Durante semanas, España ha vuelto a ilusionarse alrededor de un equipo que ha demostrado que el talento es importante, pero que sin compromiso, trabajo y unidad resulta insuficiente. La selección ha encontrado el equilibrio perfecto entre la calidad de una generación extraordinaria y la capacidad de un grupo para anteponer el interés colectivo a cualquier protagonismo individual. En ese éxito sobresale una figura por encima de todas: Luis de la Fuente. Un entrenador que nunca renunció a sus principios pese a las críticas y que apostó por un modelo reconocible, coherente y basado en la confianza en sus futbolistas. Mientras muchos dudaban, él siguió convencido de que el camino elegido era el correcto. El tiempo le ha dado la razón de la mejor manera posible: levantando la Copa del Mundo.
Pero este título también deja una enseñanza que va mucho más allá del fútbol.
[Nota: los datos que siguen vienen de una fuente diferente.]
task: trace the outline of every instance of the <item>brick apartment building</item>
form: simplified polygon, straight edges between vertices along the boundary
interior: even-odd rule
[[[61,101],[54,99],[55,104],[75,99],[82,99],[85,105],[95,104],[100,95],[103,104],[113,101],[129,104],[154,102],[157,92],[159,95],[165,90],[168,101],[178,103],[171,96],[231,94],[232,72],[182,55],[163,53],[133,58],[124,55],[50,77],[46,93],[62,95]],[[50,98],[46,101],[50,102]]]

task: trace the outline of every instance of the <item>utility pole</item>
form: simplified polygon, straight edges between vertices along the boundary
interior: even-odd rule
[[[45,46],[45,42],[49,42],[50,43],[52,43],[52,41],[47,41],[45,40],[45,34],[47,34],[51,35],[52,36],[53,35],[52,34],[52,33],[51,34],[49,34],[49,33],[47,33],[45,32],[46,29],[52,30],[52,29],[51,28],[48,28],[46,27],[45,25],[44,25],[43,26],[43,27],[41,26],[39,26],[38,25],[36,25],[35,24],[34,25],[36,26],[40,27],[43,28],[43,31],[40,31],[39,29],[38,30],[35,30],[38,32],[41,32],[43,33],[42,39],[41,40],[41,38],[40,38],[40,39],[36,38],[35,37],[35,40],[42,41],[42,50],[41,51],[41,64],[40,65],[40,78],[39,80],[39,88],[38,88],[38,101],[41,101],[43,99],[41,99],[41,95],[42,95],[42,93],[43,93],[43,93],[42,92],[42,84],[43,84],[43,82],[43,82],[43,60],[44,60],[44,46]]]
En tiempos en los que las diferencias parecen ocupar demasiados espacios, la selección ha conseguido algo que solo el deporte es capaz de provocar: unir a millones de personas bajo una misma bandera, un mismo sentimiento y una misma ilusión. Las imágenes vividas en cada rincón de España, también en Ceuta, son el mejor ejemplo de ello. Familias enteras, jóvenes y mayores compartiendo abrazos, celebraciones y lágrimas de felicidad.
El fútbol no resuelve los problemas cotidianos de una sociedad, pero sí tiene la capacidad de recordar que la unión multiplica las posibilidades de alcanzar cualquier objetivo. Esa ha sido, probablemente, la mayor victoria de esta selección.
Hoy España celebra un Mundial. Mañana volverán los retos, las dificultades y la rutina. Pero nadie podrá borrar la emoción de un país que volvió a creer, ni el legado de un equipo que demostró que el éxito no es fruto de la casualidad, sino del trabajo, la confianza y la convicción.
Porque las estrellas se cosen en la camiseta. Pero las grandes gestas quedan para siempre en la historia.